Eine Steuer auf Bier und süße Bier-Mischgetränke nach Vorbild der Alcopops sei derzeit nicht geplant, sagte die Drogenbeauftragte Bätzing. Stattdessen solle die Gesellschaft mehr Verantwortung übernehmen: "Fakt ist, dass in Deutschland noch zu viele Menschen zu viel und vor allem zu regelmäßig Alkohol trinken." Die Direktorin der BZGA, Elisabeth Pott, kritisierte, dass Alkoholkonsum allgemein als Trinkkultur bezeichnet und seine Folgen verharmlost werden.

Rund 1,6 Millionen Menschen gelten in Deutschland derzeit als alkoholabhängig. Mehr als 10 Millionen Menschen konsumieren Alkoholika "in riskanter Weise", sagte Bätzing. Christoph von Ascheraden, Suchtexperte der Bundesärztekammer, wies darauf hin, dass bei jeder dritten stationären Aufnahme von Patienten direkt oder indirekt Alkohol beteiligt sei. Jeder zehnte Patient habe ein Alkoholproblem. Ärzte seien vor allem mit den Folgeerkrankungen eines langjährigen schädlichen Konsums konfrontiert. Dazu gehörten Verdauungsstörungen, Leberschädigungen, neurologische Ausfälle oder auch Verletzungen.

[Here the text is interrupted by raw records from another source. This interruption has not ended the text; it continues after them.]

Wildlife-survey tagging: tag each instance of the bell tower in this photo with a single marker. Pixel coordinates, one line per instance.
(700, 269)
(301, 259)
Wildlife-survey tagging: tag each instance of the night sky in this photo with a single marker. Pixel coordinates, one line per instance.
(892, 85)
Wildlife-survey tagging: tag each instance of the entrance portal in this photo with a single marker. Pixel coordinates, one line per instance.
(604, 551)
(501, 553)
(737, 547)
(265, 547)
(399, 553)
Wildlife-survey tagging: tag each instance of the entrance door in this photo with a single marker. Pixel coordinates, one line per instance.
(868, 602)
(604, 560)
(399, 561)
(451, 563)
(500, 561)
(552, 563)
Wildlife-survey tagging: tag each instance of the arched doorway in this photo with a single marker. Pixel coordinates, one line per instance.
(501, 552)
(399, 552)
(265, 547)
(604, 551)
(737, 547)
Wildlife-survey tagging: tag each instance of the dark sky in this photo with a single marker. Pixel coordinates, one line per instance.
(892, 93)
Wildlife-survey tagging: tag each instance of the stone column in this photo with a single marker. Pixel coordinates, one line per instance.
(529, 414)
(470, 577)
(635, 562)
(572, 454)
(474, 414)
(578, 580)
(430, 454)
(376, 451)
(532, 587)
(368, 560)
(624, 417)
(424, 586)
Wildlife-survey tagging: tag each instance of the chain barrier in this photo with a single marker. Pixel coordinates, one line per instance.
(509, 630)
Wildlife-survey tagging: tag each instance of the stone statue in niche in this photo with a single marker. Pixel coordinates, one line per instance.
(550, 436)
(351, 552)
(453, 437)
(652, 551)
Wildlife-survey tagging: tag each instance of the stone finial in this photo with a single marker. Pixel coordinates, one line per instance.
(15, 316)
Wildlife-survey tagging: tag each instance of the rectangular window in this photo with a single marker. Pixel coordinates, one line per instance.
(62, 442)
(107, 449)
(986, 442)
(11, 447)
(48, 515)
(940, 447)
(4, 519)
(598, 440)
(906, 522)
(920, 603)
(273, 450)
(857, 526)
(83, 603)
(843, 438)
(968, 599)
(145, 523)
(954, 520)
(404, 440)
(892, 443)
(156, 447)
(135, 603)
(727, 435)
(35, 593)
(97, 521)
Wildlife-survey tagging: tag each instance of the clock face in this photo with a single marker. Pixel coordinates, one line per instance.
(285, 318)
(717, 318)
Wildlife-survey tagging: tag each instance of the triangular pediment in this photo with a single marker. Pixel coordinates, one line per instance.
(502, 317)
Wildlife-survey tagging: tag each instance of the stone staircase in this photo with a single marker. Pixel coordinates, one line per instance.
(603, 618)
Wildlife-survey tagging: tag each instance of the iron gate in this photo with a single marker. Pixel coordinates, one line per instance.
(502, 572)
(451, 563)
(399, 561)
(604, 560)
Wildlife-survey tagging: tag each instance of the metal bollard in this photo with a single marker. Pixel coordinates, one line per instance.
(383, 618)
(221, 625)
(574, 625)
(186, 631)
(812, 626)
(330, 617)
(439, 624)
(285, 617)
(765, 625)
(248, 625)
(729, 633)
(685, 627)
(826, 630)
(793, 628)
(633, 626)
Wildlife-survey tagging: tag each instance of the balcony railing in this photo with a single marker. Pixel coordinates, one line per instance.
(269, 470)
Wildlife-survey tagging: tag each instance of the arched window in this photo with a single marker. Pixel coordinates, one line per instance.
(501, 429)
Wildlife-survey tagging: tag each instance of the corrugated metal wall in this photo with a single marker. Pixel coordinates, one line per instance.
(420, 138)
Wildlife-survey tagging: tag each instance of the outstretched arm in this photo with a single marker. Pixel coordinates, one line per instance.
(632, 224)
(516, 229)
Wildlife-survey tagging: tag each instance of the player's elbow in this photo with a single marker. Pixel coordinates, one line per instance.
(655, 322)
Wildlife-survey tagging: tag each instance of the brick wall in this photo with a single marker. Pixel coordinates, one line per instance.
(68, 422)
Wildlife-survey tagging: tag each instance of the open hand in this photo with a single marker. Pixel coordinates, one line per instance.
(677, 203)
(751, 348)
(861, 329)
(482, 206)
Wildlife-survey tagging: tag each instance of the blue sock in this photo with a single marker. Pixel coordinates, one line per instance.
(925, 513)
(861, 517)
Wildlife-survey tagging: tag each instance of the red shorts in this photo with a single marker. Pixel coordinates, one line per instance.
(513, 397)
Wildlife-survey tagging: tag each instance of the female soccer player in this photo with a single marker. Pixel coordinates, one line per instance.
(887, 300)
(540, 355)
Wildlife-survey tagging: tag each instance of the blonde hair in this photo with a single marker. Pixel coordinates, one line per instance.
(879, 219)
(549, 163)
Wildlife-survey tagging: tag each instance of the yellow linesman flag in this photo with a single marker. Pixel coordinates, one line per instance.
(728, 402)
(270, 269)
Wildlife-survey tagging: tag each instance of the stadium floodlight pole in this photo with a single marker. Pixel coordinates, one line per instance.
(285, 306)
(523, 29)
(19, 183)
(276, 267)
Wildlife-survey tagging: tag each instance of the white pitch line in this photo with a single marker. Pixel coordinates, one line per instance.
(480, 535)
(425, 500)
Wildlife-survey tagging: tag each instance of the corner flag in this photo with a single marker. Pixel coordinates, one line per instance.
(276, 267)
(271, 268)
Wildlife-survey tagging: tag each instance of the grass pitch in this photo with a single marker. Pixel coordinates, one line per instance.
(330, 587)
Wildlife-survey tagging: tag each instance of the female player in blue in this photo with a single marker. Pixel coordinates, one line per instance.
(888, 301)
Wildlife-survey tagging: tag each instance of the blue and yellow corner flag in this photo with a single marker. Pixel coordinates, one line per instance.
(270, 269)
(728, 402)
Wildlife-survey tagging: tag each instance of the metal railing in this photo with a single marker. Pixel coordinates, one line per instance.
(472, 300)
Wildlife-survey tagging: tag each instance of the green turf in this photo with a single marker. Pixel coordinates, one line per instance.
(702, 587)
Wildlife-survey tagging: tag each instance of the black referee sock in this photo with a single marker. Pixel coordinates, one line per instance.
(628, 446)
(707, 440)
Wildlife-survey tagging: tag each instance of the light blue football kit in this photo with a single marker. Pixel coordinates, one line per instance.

In einer bundesweiten Aktionswoche will Bätzing gemeinsam mit der BZGA und der Deutschen Hauptstelle für Suchtfragen das kritische Bewusstsein der Bevölkerung für den eigenen Alkoholkonsum schärfen. Von Freitag bis Montag informieren Experten bundesweit bei mehr als 2000 Veranstaltungen über Alkohol und seine Folgen.